3 Proposta de investigação dialógico-textual: extratexto, intratexto e intertexto
Como não há fronteiras entre a polifonia, o dialogismo e a intertextualidade, estes são abordados numa ótica de inter-relação, que direciona os diálogos entre os textos, lembrando que o dialogismo e a polifonia prevalecem sobre a intertextualidade. Segundo Koch (2002, p. 68) todo o caso de intertextualidade é polifônico e dialógico, mas nem todo caso de polifonia e dialogia se constitui em intertextualidade, porque nem sempre pode ser visualizado na relação textual.
Seus conceitos de superioridade são evidenciados no entrecruzamento dos três elementos, que não se confundem, mas estabelecem uma reunião de vozes discursivas independentes e muitas vezes polêmicas (polifônico), promovendo a arte do diálogo reproduzida nas ideias dos sujeitos que constituem a linguagem (dialógico), gerando mecanismos que encontram no diálogo entre diferentes discursos o seu modo de conceber a composição textual (intertextual), deste modo, “o discurso citado é o discurso no discurso, a enunciação na enunciação, mas é, ao mesmo tempo, um discurso sobre o discurso, uma enunciação sobre a enunciação” (BAKHTIN, 1995, p.144).

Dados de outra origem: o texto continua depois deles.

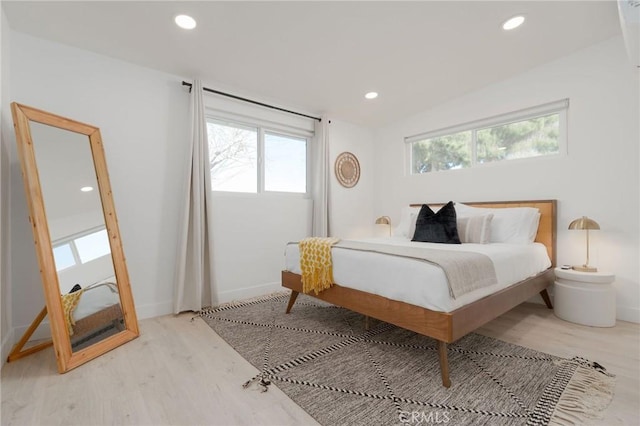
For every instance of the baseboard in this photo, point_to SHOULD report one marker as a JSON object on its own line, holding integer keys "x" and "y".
{"x": 247, "y": 292}
{"x": 42, "y": 332}
{"x": 626, "y": 313}
{"x": 7, "y": 345}
{"x": 154, "y": 310}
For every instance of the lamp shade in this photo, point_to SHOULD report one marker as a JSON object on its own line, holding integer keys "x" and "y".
{"x": 584, "y": 223}
{"x": 383, "y": 220}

Num processo inconcluso e inacabado, a obra é reelaborada a cada nova leitura, os sujeitos se modificam e as personagens evoluem, constantemente, emerge-se a polifonia e o dialogismo bakhtiniano como fator concatenado às afirmativas, como:
O dialogismo e a polifonia estão vinculados à natureza ampla e multifacetada do universo romanesco, ao seu povoamento por um grande número de personagens, à capacidade do romancista para recriar a riqueza dos seres e caracteres humanos traduzida na multiplicidade de vozes da vida social, cultural e ideológica representada (BRAIT, 2007, p. 192).

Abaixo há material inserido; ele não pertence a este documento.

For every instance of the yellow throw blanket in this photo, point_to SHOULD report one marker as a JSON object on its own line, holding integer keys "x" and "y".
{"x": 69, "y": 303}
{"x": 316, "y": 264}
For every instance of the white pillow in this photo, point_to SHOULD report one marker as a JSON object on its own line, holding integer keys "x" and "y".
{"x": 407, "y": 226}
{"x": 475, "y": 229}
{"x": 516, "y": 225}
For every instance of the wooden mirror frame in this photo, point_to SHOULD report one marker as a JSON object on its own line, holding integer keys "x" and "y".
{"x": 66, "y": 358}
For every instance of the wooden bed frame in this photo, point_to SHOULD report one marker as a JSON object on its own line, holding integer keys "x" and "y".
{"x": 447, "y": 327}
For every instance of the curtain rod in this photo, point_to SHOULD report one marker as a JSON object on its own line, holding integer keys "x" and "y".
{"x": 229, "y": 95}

O romance passa a ser um componente literário importante para todos esses diálogos estabelecidos na desconstrução realizada pelo interlocutor no ato da enunciação, e tais conflitos discursivos ganham força na década de 70 e se estendem à contemporaneidade, promovendo outras conotações, outras nomenclaturas. Seguindo os padrões discursivos de se reportar a textos anteriores verbais e não-verbais, surge um campo de linguagem permeado de aspectos dialógicos produzidos a partir de leituras dinâmicas e variadas do que está fora e do que está dentro. De um lado tem-se o extratexto, do outro, o intratexto. Baseando-se nos radicais das palavras citadas, a conceituação se faz presente, facilmente, mas não se limita apenas a isso, O extratexto, no universo do que está fora-do-texto literário, interferindo na sua logicidade ou produção de sentidos/semanticidade, promove tentativas de estabilização de sentido de um determinado texto, por meio de premissas que lhes são exteriores, desde fatos biográficos, dados históricos, até mesmo documentos anexos a uma determinada obra (fotografias, facsimiles, cartas, etc.).

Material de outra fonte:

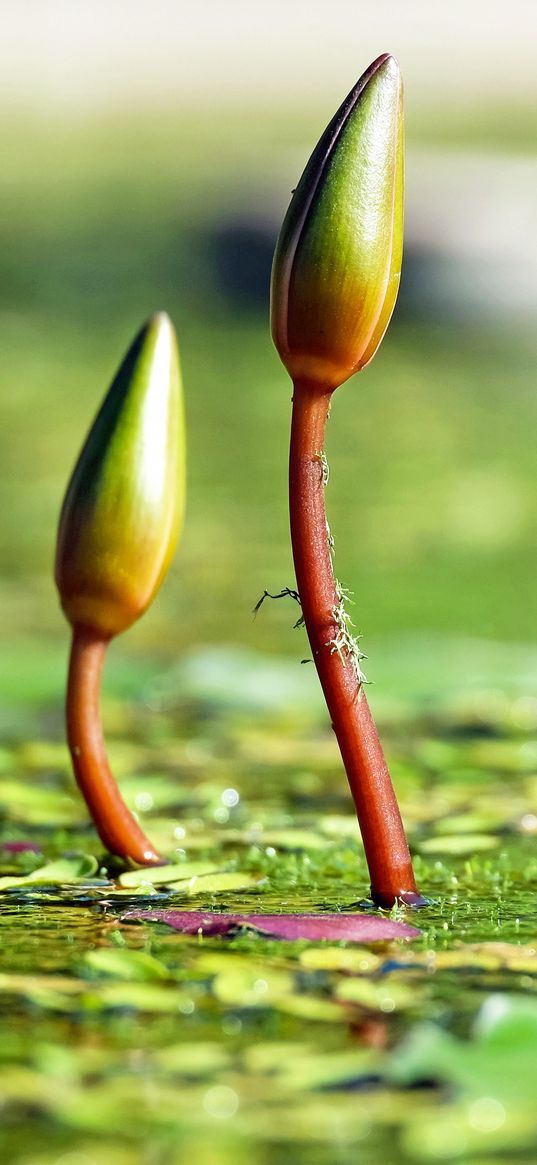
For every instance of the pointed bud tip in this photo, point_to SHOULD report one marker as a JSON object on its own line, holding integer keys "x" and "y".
{"x": 124, "y": 507}
{"x": 337, "y": 263}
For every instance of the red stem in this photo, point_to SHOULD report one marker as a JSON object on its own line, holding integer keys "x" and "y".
{"x": 113, "y": 820}
{"x": 387, "y": 852}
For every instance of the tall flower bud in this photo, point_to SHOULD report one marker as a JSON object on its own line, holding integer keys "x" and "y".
{"x": 124, "y": 506}
{"x": 337, "y": 266}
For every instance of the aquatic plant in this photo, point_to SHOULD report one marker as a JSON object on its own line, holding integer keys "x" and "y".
{"x": 334, "y": 283}
{"x": 118, "y": 530}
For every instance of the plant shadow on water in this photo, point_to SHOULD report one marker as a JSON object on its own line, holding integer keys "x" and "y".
{"x": 125, "y": 1040}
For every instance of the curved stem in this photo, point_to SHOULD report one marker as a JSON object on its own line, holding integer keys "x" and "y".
{"x": 387, "y": 852}
{"x": 113, "y": 820}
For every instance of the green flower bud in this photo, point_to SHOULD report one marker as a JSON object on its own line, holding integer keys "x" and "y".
{"x": 337, "y": 265}
{"x": 124, "y": 507}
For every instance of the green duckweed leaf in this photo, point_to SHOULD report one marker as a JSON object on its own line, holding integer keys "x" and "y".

Assim sendo, a obra de Bakhtine, contrapondo-se aos formalistas russos, depois franceses, que fecharam a obra em suas estruturas imanentes, reintroduz a realidade, a história e a sociedade no texto, visto como uma estrutura complexa de vozes, um conflito dinâmico de línguas e de estilos heterogêneos ( COMPAGNON, 2001, p. 112).
O que vale, contudo, não é analisar o texto, partindo do que está fora dele, mas a partir da força estabelecida por ele, em função dos aspectos exteriores acoplados à linguagem, que gera a verossimilhança desejada. A obra cria sua própria realidade, não em termos de cópia, mas de invenção de um mundo – o mundo da obra de arte, que obedece ao seu próprio princípio compositivo de modo autônomo.
A investigação, aqui proposta, utiliza-se de um recurso primeiro, a linguagem, para desvendar conhecimentos que giram em torno da literatura enquanto potência simulativa da realidade, que, internamente, sintetiza todos os possíveis níveis de construção da estrutura textual. Busca-se a partir de um “mundo” exterior ao texto, produzir linguisticamente, um novo “mundo”. “Esse ‘mundo’ tem um vínculo direto com o mundo da realidade empírica, mas, não é, em si, essa realidade empírica” (HUTCHEON, 1991, p. 165). A questão é que todo discurso busca através da linguagem, incluir ligações extratextuais, tranformando o extratexto em textualidade. Confere-setais argumentos na Estrutura do texto artístico, de Iuri Lotman:
As ligações extratextuais de uma obra podem ser descritas com a relação do conjunto de elementos fixados no texto, com o conjunto dos elementos a partir do qual foi realizada a escolha do elemento utilizado, que é dado (LOTMAN, 1978, p. 102).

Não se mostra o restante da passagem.